My legs were dizzy throughout the documentary , there is an urban myth that has turned into an accepted fact that this iconic photograph is a photoshoped fake.The first real question the documentary affirmatively answer the photograph is genuine.Thereafter all the stories and claims are up for grabs , which adds to the mystery of the photo and the people behind it.More important than the actual identity of the characters is the story behind the situation of how they got to where they where , 800 ft above the Manhattan Skyline without any support harnesses eating lunch during a break from building the centre-piece of the Rockefeller Centre now famously known as 30-Rock.
The whole episode speaks of the New Deal and what is was supposed to achieve , and for whom.
This piece from the Irish Times gives a decent description of the story told in the film
"Seán Ó Cualáin does an excellent job of grouping together a potted study of the immigrant experience with an examination of the photograph’s history and an analysis of the various Irish connections."Immediately noticeable is the non-presence of any African-Americans or Latinos , one of the shameful episodes of the early Trade Union Movements in the UK , South Africa ( where Robert Tressell of the "ragged trousered philanthropists" fame came from) and the US was the severe anti-Irish in the case of the UK and virulent anti-Black in the case of the later two stance they took to protecting whites from having their jobs taken by blacks.Robert Tressells only known trade union activity is the organising of strikes to prevent blacks taking white only jobs and in the US even respected "socialists" like Jack London were hostile to blacks taking over roles of the whites.This article also points out the role played in creating the New York skyline by the Naive-Americans.

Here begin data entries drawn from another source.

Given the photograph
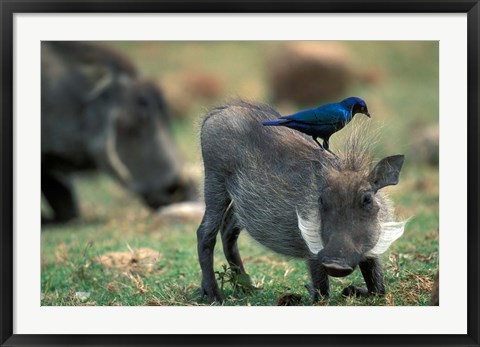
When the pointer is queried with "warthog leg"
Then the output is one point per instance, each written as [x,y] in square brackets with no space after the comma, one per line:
[373,276]
[230,231]
[216,204]
[320,286]
[58,192]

"Many of today’s ironworkers say that poster versions of the photo hang in their homes, and in the homes of ironworker relatives. One of these men says that he comes from a long line of Irish and “Newfies.”The above mentioned article referring to the contribution of the Mohawk Indians is in this link.
Montrealers know that many local Mohawks helped to build New York, and other U.S. cities, too. There’s some information about them on a web page of The Smithsonian Institution.

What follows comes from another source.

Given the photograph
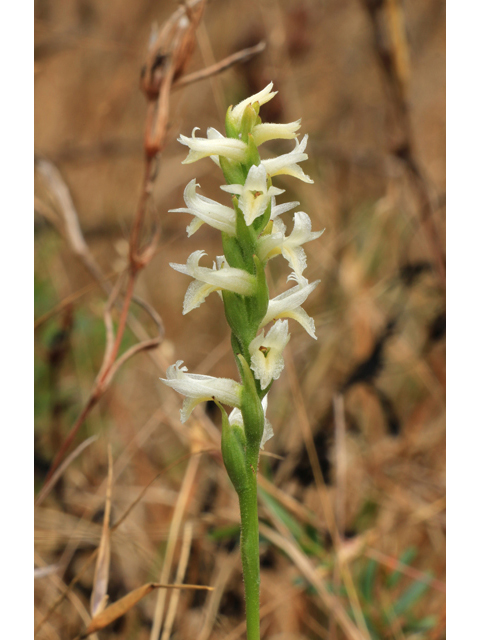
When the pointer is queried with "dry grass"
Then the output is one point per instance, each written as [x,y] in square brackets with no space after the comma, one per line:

Germans, Scandinavians and Irish did this work, as well. (We don’t see any black or Asian faces in any of the photographs, presumably because of discrimination back then.)"
“A lot of people think Mohawks aren’t afraid of heights; that’s not true. We have as much fear as the next guy. The difference is that we deal with it better. We also have the experience of the old timers to follow and the responsibility to lead the younger guys. There’s pride in ‘walking iron.’” —Kyle Karonhiaktatie Beauvais (Mohawk, Kahnawake)"One of the observances of the film that stand out in the mind is that these men were more important at their precarious perch 60-odd stories high without any safety aids , for the contrived image the employers wanted to portray of the building work and the morale of the workforce, than they would ever be when they got back to ground level to become a mass of replaceable nobodys , which it is why it is somewhat befitting that we do not really know their names , only their shared story and what it means to their age and ours about what the individual Human is worth.

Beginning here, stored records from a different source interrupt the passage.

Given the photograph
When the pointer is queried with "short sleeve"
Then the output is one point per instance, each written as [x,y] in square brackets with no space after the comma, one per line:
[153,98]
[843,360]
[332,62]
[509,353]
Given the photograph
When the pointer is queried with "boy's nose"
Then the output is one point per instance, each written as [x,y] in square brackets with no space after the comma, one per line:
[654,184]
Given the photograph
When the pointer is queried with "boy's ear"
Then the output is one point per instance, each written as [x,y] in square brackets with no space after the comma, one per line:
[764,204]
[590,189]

A case in point to how much the men who made Manhattan were really work to the owners who build the buildings in encased in the story of the mural designed by Diego Rivera which would have honoured then in stone , the mural was never allowed to be scene by the public and eventually destroyed as it represented to much of the potential champions of these men.To this end this article records the background of the failure of the only real tribute in stone that would have recognised the men on the beam in a way they would have liked to be remembered.
Notable in this exchange of letters between Rivera and Rockefeller is the compromise suggestion by Rivera which was not taken up.
"I should like, as far as possible, to find an acceptable solution to the problem you raise, and suggest that I could change the sector which shows society people playing bridge and dancing, and put in its place, in perfect balance with the Lenin portion, a figure of some great American historical leader, such as Lincoln, who symbolizes the unification of the country and the abolition of slavery, surrounded by John Brown, Nat Turner, William Lloyd Garrison or Wendell Phillips and Harriet Beecher Stowe, and perhaps some scientific figure like McCormick, inventor of the McCormick reaper, which aided in the victory of the antislavery forces by providing sufficient wheat to sustain the Northern armies.
I am sure that the solution I propose will entirely clarify the historical meaning of the figure of leader as represented by Lenin and Lincoln, and no one will be able to object to them without objecting to the most fundamental feelings of human love and solidarity and the constructive social force represented by such men. Also it will clarify the general meaning of the painting."